SELECTION and TRAINING SESSION

Denote the set of all residues modulo $p$ by ${\mathbb{F}}_p$. Fermat's little theorem implies that the roots of the polynomial $x^{p-1}-1$ are all nonzero elements of ${\mathbb{F}}_p$. Since $x^{p-1}-1=(x^d-1)(x^{d(m-1)}+x^{d(m-2)}+\cdots +x^d+1)$ where $p-1=md$, the polynomial $x^d-1$ divides $x^{p-1}-1$. In this equality the sum of the degrees of the factors equals the number of roots, hence $x^d-1$ has $d$ roots. Denote these roots $a_1,a_2,\dots ,a_d$.

Consider all polynomials of the form $x^d-C$. If such polynomial has a root $b$ then it has $d$ roots $a_{1}b,a_{2}b,\dots ,a_{d}b$ and cannot have more roots than its degree, so it has exactly $d$ roots.
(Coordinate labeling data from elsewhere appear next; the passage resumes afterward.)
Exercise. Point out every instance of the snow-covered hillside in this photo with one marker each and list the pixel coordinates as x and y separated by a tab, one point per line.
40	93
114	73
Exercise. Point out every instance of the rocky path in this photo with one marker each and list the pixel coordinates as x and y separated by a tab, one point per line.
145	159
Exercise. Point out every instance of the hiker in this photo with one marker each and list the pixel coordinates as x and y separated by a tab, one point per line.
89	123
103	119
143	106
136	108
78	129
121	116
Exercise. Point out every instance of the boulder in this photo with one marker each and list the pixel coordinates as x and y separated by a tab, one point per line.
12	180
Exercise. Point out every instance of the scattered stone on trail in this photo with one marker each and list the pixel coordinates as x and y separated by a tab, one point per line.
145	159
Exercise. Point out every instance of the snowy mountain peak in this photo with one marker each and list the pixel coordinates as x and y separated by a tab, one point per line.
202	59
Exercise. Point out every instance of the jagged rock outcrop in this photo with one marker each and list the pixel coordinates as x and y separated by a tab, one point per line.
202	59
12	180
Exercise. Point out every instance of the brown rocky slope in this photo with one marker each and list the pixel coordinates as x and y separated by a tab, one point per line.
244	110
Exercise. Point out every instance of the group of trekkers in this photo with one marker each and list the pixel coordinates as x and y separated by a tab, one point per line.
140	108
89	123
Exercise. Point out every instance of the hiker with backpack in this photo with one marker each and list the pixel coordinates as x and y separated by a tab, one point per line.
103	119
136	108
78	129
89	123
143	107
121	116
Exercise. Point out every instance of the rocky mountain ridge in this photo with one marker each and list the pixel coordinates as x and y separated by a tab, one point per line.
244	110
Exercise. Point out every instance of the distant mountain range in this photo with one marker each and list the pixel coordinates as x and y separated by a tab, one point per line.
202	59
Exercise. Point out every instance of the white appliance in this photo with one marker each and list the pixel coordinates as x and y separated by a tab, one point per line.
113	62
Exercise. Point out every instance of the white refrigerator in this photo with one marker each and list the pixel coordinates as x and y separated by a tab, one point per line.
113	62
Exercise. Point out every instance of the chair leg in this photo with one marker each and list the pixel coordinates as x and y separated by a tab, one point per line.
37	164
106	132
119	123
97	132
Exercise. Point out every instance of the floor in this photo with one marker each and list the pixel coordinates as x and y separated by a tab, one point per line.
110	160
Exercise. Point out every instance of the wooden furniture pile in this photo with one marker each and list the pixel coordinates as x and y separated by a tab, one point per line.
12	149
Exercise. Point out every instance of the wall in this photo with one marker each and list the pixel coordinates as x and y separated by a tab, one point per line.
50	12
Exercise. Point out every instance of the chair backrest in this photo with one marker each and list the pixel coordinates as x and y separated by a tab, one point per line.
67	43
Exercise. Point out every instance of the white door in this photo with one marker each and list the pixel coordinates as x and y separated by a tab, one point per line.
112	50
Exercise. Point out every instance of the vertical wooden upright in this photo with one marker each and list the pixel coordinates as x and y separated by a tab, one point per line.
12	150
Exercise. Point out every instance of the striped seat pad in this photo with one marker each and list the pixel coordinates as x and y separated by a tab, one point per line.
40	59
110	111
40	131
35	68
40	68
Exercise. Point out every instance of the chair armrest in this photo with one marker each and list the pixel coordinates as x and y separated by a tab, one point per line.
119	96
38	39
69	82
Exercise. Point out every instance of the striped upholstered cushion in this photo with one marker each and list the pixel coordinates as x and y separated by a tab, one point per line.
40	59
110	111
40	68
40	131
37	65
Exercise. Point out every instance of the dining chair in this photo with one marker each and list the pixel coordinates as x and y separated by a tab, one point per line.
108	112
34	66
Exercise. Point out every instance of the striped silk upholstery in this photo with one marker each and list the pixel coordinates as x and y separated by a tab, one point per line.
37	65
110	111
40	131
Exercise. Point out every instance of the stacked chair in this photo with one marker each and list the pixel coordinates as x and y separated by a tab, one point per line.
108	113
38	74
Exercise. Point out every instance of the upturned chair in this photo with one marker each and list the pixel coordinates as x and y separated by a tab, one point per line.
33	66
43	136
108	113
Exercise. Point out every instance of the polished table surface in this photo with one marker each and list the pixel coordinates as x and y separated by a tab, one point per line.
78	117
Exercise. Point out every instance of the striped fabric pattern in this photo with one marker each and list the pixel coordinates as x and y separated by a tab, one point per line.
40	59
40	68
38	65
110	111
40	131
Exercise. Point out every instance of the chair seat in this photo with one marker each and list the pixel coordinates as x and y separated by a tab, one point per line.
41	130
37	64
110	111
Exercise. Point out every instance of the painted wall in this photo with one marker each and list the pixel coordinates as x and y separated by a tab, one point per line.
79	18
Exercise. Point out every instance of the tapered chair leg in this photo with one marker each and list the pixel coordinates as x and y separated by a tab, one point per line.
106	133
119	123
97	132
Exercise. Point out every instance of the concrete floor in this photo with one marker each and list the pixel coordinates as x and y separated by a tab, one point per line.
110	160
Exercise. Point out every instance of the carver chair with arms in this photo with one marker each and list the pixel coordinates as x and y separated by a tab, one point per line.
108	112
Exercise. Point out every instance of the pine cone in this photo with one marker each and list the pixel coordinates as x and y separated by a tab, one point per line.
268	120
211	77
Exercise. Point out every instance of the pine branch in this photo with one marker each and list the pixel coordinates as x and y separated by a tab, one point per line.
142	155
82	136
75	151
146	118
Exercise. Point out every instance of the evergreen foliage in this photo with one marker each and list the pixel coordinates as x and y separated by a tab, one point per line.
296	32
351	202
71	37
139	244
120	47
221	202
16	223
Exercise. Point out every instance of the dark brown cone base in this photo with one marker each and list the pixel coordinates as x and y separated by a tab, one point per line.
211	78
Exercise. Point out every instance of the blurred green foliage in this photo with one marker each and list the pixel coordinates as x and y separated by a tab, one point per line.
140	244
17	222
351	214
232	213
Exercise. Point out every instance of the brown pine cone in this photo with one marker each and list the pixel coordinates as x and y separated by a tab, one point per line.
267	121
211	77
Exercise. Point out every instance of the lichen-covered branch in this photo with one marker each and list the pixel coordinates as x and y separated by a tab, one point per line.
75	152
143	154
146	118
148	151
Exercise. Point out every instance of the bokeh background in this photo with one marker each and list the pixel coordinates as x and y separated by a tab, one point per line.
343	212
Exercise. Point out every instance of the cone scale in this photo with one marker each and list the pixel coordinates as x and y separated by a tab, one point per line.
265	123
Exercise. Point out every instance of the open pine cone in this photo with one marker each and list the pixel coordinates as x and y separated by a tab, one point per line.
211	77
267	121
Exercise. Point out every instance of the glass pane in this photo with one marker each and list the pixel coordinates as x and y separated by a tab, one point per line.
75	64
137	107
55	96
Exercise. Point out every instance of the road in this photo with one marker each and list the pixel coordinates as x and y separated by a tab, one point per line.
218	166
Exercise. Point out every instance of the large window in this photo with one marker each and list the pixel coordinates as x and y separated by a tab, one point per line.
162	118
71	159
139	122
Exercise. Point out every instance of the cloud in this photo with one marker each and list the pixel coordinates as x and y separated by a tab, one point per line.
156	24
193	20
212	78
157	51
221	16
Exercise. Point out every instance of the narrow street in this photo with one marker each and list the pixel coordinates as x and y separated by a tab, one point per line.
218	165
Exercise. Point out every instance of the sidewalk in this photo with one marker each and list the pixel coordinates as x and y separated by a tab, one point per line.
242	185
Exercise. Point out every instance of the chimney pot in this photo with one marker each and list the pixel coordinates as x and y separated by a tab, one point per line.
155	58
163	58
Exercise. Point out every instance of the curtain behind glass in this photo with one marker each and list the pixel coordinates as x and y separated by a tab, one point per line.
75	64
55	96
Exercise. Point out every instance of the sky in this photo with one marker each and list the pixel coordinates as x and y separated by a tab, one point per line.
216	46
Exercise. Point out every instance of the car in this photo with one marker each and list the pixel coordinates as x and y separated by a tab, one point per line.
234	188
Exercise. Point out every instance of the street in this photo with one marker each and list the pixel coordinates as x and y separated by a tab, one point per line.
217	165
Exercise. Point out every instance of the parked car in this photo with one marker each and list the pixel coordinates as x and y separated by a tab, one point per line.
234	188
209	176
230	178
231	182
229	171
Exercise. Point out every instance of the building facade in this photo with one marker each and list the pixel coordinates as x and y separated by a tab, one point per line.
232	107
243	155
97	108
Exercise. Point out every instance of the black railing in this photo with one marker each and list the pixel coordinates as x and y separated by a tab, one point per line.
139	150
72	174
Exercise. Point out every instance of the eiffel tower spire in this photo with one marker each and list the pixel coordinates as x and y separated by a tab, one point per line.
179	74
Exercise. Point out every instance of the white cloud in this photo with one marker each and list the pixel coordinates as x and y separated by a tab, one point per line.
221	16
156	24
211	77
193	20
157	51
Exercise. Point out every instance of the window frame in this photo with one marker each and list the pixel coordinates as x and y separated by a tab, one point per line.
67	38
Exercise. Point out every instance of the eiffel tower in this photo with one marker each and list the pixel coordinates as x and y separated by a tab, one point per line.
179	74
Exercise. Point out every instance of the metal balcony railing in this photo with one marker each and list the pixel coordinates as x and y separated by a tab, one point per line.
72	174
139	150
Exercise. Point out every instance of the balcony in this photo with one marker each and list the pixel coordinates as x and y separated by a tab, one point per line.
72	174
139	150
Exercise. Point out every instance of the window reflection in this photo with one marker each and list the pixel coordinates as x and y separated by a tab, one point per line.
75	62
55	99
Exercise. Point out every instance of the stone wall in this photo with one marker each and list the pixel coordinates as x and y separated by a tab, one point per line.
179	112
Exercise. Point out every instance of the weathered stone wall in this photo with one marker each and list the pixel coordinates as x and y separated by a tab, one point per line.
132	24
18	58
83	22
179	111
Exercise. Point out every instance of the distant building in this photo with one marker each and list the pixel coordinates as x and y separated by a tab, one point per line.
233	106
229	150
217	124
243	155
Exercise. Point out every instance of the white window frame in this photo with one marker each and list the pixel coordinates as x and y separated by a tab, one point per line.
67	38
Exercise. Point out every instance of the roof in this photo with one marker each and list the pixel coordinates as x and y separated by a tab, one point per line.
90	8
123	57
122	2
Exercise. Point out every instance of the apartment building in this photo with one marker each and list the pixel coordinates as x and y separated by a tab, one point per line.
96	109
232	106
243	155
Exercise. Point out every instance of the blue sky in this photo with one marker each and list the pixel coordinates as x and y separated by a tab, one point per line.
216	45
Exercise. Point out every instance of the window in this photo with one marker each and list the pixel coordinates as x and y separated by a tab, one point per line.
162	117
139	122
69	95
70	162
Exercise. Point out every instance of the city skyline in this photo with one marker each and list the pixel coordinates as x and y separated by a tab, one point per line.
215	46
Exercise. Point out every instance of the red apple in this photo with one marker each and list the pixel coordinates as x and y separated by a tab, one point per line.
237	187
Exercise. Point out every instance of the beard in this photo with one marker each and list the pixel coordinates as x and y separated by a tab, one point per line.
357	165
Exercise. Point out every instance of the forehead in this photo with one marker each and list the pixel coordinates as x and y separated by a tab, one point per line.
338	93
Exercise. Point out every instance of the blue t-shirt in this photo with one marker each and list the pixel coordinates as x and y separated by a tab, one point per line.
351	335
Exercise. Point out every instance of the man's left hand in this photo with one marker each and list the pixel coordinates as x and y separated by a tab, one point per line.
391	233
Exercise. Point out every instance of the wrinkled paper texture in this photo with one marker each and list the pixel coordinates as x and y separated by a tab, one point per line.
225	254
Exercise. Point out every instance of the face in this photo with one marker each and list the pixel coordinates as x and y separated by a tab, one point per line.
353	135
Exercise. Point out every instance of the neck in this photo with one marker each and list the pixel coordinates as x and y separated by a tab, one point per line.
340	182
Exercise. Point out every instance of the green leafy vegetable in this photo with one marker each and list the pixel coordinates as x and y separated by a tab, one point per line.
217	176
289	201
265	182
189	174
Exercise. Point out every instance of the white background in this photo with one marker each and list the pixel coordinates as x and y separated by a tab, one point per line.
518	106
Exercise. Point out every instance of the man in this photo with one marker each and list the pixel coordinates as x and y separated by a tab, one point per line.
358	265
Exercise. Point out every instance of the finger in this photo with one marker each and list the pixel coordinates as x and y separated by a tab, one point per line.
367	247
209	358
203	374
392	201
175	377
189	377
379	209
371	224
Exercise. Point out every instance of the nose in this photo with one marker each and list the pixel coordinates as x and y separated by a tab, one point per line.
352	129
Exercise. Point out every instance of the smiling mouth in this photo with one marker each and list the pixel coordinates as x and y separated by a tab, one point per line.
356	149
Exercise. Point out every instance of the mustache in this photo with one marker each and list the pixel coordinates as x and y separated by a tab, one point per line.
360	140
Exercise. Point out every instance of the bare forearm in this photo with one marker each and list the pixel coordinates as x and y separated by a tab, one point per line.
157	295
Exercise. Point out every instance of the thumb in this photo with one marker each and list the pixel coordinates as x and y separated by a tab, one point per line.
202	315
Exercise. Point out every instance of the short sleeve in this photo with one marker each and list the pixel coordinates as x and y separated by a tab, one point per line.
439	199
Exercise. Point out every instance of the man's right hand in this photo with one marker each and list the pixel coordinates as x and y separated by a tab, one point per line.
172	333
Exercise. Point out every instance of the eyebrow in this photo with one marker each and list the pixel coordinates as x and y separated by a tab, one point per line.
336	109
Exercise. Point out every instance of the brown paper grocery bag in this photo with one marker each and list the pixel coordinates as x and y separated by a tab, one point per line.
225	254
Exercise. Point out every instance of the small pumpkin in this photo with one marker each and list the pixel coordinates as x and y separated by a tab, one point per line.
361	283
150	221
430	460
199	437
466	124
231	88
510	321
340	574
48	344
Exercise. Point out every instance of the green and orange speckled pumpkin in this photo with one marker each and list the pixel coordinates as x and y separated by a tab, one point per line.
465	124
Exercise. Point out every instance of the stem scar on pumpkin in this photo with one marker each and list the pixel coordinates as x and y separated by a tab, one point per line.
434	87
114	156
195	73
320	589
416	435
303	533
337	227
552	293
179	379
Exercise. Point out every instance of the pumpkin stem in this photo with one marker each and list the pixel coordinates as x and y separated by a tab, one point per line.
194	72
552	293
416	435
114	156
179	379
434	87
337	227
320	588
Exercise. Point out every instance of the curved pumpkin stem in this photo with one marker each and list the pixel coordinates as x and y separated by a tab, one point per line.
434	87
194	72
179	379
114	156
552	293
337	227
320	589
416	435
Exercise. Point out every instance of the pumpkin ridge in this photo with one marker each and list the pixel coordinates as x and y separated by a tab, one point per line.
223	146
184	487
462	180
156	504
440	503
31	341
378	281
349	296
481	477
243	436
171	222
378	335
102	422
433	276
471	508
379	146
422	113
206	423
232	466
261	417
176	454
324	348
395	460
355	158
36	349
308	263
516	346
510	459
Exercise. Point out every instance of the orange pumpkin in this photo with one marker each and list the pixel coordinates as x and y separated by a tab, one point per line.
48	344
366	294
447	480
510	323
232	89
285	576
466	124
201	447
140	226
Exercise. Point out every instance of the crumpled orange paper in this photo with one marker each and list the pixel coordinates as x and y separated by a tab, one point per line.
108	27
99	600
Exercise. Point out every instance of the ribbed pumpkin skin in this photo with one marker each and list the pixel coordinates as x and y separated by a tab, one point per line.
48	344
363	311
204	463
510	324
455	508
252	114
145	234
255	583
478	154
On the other hand, each $b\in {\mathbb{F}}_p\setminus \{0\}$ is a root of such polynomial, namely $x^d-b^d$. Therefore ${\mathbb{F}}_p\setminus \{0\}$ is the disjoint union of $m$ sets, consisting of $d$ roots of some polynomial $x^d-C$. Such partition satisfies the problem condition since by Vieta's theorem the sum of the roots and the sum of the pairwise products of the roots of $x^d-C$ are congruent to zero modulo $p$, whence the sum of their squares is likewise congruent to zero.